Во время последнего гадания он увидел те первые две смерти Королевы, которые и заставили его ехать в Тиздр. В той же очерёдности и с теми же подробностями. Оторвавшись от старческой гримасы зеркала, он тупо сидел в полной тишине. Потом ему пришлось пересказывать содержание всех прошлых гаданий, связанных с Дихьей. Он дико от этого устал, его силы закончились. А потом Королева молча ушла.
После того, как два призрака вывели его в полустёртые вечером холмы и привели в нежилую пещеру, где лежали их тела, после муторного, но недлинного ритуала передачи свитка колдуну-египтянину, земля содрогнулась от страшного удара.
Он до сих пор не мог понять, что произошло. Да и думать об этом не желал.
Это уже не моё дело, твердил он себе. Свиток не у меня, значит это меня не касается.
Взгляд на мутно-зелёную воду навевал дикую тоску. Хотелось заснуть и проснуться уже на Сицилии. Давид страстно желал встретить там хоть одного знакомого. Просто чтобы проверить, что он действительно свободен и его книга, его медвежонок-людоед, действительно привязалась к новому хозяину.
Домик на высоком, неровном холме был похож на брезгливо поджавшего лапки кота, сидящего возле воды. Вернее, возле границы тяжёлого предутреннего тумана, окружившего холм. Полоска неяркого света от полуоткрытой двери напоминала осторожно высунутый огненный язык, не спешащий пробовать холодное, слоёное месиво.
Сидящий на дрожащей от страха лошади молодой всадник смотрел на домик, не решаясь приблизиться. Хотя клочок света сильно его притягивал: ночная Тамазга — не место для прогулок. Пахло сырыми травами, зверьём и ужасом, исходящим от демонов и чудовищ.

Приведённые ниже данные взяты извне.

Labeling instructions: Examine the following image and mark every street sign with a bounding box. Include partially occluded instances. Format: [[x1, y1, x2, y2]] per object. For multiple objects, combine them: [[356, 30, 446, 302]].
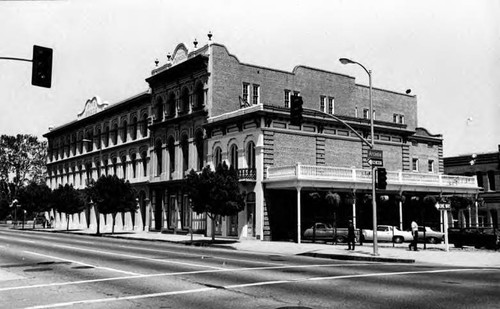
[[368, 149, 384, 166], [368, 159, 384, 166], [436, 203, 451, 210]]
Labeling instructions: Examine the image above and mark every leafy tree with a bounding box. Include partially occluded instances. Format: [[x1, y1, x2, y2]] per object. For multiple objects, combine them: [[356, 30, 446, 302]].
[[18, 182, 52, 228], [52, 184, 86, 230], [185, 162, 245, 241], [86, 175, 138, 234], [0, 134, 47, 188]]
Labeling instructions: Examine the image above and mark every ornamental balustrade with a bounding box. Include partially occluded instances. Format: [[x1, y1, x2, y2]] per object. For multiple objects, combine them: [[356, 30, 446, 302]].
[[266, 164, 477, 188]]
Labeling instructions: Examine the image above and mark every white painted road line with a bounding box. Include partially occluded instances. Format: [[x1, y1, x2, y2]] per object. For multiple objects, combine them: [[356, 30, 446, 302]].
[[53, 245, 225, 270], [120, 245, 285, 266], [24, 251, 141, 276], [0, 263, 373, 292], [22, 268, 497, 309]]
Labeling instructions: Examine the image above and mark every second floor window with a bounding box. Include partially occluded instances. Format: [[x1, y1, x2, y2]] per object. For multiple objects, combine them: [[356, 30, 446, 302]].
[[427, 160, 434, 173], [319, 96, 326, 113], [328, 98, 335, 114], [241, 83, 250, 102], [252, 85, 260, 105], [411, 158, 418, 172], [285, 90, 291, 108]]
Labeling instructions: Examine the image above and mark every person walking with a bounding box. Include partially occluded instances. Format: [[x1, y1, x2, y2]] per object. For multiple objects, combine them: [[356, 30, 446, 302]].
[[408, 221, 418, 251], [347, 220, 356, 250]]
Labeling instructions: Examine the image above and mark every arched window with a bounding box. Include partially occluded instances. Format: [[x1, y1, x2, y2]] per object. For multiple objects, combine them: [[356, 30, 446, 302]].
[[122, 120, 128, 143], [195, 83, 205, 109], [213, 147, 222, 168], [95, 128, 102, 149], [111, 158, 117, 175], [195, 130, 205, 171], [476, 172, 484, 187], [104, 126, 109, 147], [95, 160, 101, 179], [167, 136, 175, 177], [181, 135, 189, 173], [155, 141, 163, 176], [155, 98, 163, 121], [488, 171, 496, 191], [141, 151, 148, 177], [130, 153, 137, 178], [246, 141, 255, 169], [121, 156, 127, 179], [229, 144, 238, 170], [85, 131, 94, 151], [141, 114, 148, 137], [180, 88, 189, 113], [111, 122, 118, 145], [130, 117, 137, 141], [167, 93, 175, 117]]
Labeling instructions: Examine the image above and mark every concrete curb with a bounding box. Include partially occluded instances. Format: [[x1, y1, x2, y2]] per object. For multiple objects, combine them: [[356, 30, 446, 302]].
[[22, 229, 415, 264]]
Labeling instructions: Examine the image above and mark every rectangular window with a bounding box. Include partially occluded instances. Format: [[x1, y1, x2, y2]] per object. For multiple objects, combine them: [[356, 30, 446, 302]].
[[252, 85, 260, 105], [411, 158, 418, 172], [285, 90, 291, 108], [328, 98, 335, 114], [427, 160, 434, 173], [319, 96, 326, 112], [242, 83, 250, 102]]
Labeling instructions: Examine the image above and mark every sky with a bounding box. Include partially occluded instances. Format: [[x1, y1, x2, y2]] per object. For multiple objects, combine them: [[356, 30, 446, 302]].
[[0, 0, 500, 157]]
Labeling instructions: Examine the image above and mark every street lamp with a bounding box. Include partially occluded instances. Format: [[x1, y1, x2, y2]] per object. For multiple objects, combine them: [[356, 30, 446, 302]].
[[339, 58, 378, 255]]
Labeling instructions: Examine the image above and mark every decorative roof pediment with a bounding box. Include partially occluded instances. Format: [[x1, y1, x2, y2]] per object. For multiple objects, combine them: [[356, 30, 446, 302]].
[[77, 96, 108, 120]]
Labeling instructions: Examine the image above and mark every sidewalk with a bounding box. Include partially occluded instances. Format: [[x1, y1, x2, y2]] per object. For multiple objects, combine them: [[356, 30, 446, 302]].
[[24, 225, 500, 268]]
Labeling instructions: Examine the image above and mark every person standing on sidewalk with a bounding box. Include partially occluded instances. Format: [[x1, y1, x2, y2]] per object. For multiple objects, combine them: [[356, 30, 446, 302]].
[[408, 221, 418, 251], [347, 220, 356, 250]]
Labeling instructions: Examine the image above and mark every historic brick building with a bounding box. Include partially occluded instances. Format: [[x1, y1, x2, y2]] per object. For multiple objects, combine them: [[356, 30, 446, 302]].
[[444, 145, 500, 228], [45, 35, 478, 240]]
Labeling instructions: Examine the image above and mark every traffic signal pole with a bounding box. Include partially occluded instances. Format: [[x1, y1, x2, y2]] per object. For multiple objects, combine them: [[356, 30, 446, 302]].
[[0, 45, 53, 88]]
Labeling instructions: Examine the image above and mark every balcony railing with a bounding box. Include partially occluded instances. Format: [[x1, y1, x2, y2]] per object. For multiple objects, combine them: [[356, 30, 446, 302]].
[[238, 168, 257, 180], [266, 164, 477, 188]]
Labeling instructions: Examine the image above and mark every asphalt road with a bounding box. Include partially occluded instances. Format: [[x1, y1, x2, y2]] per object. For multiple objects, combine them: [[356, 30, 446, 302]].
[[0, 228, 500, 309]]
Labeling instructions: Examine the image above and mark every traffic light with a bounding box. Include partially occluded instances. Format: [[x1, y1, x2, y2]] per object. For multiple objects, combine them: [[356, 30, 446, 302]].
[[290, 95, 304, 126], [377, 167, 387, 190], [31, 45, 52, 88]]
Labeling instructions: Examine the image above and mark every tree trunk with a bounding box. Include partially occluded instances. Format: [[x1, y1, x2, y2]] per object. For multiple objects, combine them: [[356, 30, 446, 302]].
[[211, 216, 217, 242], [94, 205, 101, 235], [111, 212, 116, 235]]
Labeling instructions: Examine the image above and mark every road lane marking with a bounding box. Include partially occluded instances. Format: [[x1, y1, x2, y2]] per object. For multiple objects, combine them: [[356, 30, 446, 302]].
[[119, 246, 285, 266], [21, 268, 498, 309], [0, 263, 373, 292], [24, 250, 141, 276], [53, 245, 226, 270]]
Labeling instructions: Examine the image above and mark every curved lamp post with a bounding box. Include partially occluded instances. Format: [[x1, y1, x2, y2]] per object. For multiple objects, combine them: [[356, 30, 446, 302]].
[[339, 58, 378, 255]]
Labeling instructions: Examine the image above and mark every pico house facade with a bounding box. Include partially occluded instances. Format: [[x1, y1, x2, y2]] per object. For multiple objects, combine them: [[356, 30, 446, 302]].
[[45, 35, 478, 241]]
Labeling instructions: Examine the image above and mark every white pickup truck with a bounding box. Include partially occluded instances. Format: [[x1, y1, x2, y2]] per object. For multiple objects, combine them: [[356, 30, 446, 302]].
[[363, 225, 413, 244]]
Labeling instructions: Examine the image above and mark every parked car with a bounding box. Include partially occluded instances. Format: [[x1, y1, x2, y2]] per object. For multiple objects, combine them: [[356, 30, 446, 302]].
[[363, 225, 413, 243], [408, 226, 444, 244], [302, 222, 359, 243], [448, 227, 500, 250]]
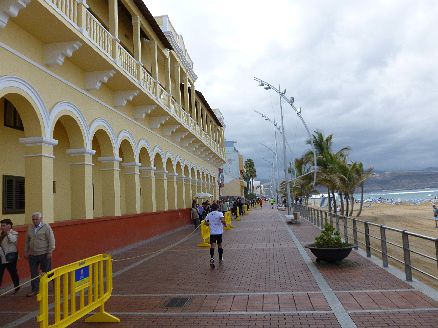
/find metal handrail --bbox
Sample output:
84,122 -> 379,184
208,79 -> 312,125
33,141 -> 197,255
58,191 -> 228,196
294,205 -> 438,281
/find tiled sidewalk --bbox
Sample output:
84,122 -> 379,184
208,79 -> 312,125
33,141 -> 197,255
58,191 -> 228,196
0,207 -> 438,328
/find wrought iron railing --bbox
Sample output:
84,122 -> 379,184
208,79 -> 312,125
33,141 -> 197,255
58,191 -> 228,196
294,205 -> 438,284
40,0 -> 225,157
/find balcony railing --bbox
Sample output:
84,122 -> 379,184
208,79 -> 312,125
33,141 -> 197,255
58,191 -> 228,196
42,0 -> 225,158
300,205 -> 438,286
85,11 -> 113,57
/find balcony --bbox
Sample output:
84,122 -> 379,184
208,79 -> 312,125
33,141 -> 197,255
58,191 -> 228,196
6,0 -> 225,160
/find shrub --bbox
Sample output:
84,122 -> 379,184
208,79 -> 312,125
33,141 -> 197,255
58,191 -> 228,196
314,223 -> 348,248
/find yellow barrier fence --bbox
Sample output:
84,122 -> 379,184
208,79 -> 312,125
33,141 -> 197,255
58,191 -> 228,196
37,254 -> 120,328
225,211 -> 234,230
197,220 -> 210,247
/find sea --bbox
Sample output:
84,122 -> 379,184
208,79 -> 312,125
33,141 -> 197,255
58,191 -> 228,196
311,188 -> 438,204
354,188 -> 438,203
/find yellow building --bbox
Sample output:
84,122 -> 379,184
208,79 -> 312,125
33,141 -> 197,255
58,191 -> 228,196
221,141 -> 246,197
0,0 -> 225,225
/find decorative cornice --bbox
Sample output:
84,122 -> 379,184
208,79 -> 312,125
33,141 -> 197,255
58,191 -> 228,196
18,137 -> 58,147
85,70 -> 116,90
44,41 -> 82,66
134,105 -> 157,120
114,90 -> 140,107
122,162 -> 141,167
97,156 -> 122,163
149,115 -> 170,129
0,0 -> 30,29
66,148 -> 96,156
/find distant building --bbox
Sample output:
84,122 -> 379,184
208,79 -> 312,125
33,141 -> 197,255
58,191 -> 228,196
220,141 -> 246,197
0,0 -> 225,224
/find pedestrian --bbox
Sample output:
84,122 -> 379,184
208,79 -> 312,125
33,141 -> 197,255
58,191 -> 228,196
432,204 -> 438,228
24,212 -> 55,297
0,219 -> 20,295
205,204 -> 227,268
191,200 -> 199,229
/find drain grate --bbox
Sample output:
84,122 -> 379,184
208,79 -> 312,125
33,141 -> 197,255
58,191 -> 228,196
165,297 -> 190,307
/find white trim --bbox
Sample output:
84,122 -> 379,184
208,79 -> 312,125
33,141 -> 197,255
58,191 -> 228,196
122,162 -> 141,167
0,42 -> 225,168
140,166 -> 157,172
70,162 -> 94,166
65,148 -> 96,156
97,156 -> 122,163
18,137 -> 58,147
24,153 -> 55,158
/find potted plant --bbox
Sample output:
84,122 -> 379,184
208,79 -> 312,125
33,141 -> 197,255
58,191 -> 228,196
306,223 -> 354,262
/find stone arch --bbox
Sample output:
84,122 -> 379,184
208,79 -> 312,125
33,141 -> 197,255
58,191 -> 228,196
166,158 -> 177,210
117,137 -> 140,215
0,76 -> 50,138
50,109 -> 87,221
89,118 -> 117,156
137,140 -> 156,212
175,157 -> 186,208
152,152 -> 168,211
49,101 -> 91,149
90,124 -> 120,217
183,163 -> 193,208
136,139 -> 152,167
0,76 -> 48,225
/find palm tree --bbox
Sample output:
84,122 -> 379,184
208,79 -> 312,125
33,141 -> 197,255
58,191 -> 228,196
243,158 -> 257,193
304,130 -> 350,213
355,162 -> 373,216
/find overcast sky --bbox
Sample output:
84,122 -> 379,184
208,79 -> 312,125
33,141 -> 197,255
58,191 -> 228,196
145,0 -> 438,178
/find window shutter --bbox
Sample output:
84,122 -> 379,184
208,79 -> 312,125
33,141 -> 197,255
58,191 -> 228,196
3,175 -> 14,213
15,177 -> 24,210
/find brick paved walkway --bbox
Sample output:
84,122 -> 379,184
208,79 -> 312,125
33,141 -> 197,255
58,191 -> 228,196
0,207 -> 438,328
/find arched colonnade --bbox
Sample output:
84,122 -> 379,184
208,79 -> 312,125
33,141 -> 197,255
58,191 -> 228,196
0,76 -> 217,223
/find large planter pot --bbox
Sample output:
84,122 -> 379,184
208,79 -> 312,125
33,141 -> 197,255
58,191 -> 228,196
306,244 -> 354,262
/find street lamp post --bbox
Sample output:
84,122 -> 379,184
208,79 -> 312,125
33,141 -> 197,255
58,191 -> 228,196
261,141 -> 279,204
254,77 -> 317,215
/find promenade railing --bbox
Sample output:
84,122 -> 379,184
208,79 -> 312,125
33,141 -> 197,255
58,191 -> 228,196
39,0 -> 225,158
294,205 -> 438,286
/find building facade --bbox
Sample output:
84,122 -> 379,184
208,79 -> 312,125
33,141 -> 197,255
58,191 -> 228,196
0,0 -> 225,225
221,141 -> 246,197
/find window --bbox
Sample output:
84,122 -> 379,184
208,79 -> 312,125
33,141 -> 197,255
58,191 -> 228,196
4,99 -> 24,131
3,175 -> 24,214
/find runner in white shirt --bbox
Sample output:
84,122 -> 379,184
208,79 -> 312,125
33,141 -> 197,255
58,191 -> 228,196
205,203 -> 226,268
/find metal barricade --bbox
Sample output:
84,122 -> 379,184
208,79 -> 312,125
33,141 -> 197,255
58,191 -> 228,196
37,254 -> 120,328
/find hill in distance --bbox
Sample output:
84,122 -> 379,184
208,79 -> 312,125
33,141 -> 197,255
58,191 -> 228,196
364,167 -> 438,192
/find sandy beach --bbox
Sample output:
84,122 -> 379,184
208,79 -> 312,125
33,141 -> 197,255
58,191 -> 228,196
306,202 -> 438,289
354,202 -> 438,237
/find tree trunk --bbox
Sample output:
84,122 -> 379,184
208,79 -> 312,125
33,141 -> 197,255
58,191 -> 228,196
332,191 -> 338,214
350,196 -> 354,216
356,183 -> 363,217
339,192 -> 344,215
327,188 -> 332,213
344,194 -> 350,216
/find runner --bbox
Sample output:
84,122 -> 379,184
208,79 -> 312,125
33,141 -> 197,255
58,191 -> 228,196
205,204 -> 226,269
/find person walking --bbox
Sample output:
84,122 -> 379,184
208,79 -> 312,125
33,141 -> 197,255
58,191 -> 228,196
24,212 -> 55,297
205,204 -> 227,268
191,200 -> 199,229
0,219 -> 20,295
432,204 -> 438,228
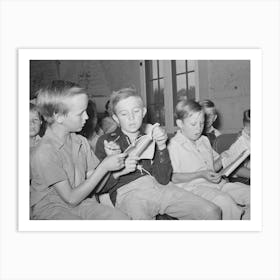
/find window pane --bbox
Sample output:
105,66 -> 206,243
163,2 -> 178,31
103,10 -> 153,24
176,60 -> 186,74
152,60 -> 158,79
187,60 -> 195,72
188,72 -> 195,99
176,74 -> 187,92
158,60 -> 164,78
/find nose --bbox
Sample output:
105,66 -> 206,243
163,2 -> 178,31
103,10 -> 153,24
129,113 -> 134,120
84,112 -> 88,120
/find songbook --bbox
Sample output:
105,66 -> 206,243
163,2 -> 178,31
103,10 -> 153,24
219,150 -> 250,177
124,123 -> 159,159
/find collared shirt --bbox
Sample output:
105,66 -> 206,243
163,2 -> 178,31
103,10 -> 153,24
31,128 -> 99,206
168,131 -> 219,188
95,128 -> 172,203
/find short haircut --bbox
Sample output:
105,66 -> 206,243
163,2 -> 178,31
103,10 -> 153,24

Однажды, когда он ел в одиночестве, к нему подсел колдун-египтянин и стал небрежно рассказывать о своей знакомой, берберской колдунье, которая славится на всю округу умением рассказывать сказки. Рассказывал он небрежно и договорив сразу ушёл. Было абсолютно ясно: он всё знает. Может, Королева сама ему рассказала, а может…
В тот последний вечер, перед тем как отослать его к мусульманам, она сказала: «Ради этого дня я тебя усыновила…».
Очень тяжело быть выкинутым в бурю зёрнышком, которое должно прорасти много-много раз, пока не наступит подходящее время.
Уже через год плена он сильно изменился, да и как мог не измениться такой человек, как он. Он пропитался кисло-горьким, багровым соком умирающего солнца, тьмой за океаном, откуда пришли предки Благородных, запахом травок, снами и сказками. В нём колдовское варево Тамазги смешалось с тёмным, полувысохшим древним вином прошлого его собственных предков. Даже капелька золотистого иудейского мёда пришлась в этой смеси кстати. Он влюбился в Тамазгу и в её воплощение — Королеву. Что мог он поделать?! И куда он такой мог податься?
У неё уже не было сомнений, что мусульмане победят. У него уже не было сомнений, что в этом случае никто никогда не узнает, как всё было на самом деле и тем более — как всё должно было быть.
А ты рассказывай о нас своим детям, сказала она. Лучше — сказки, они живучей.
Сказки ещё надо уметь рассказывать, они должны кипеть в крови, не то превратятся в сонные поучительные истории.
Халид смотрел на домик, вслушивался.
Низкий женский голос напевал песенку, и она медленно ходила по двору с кривым деревцем и каменным столом, задевая длинными рукавами догорающие фонарики, заставляя дрожать похожие на детские лица отсветы. Так сказка задумчиво кружит, ищет верный брод, по которому можно перейти море того, во что верят все.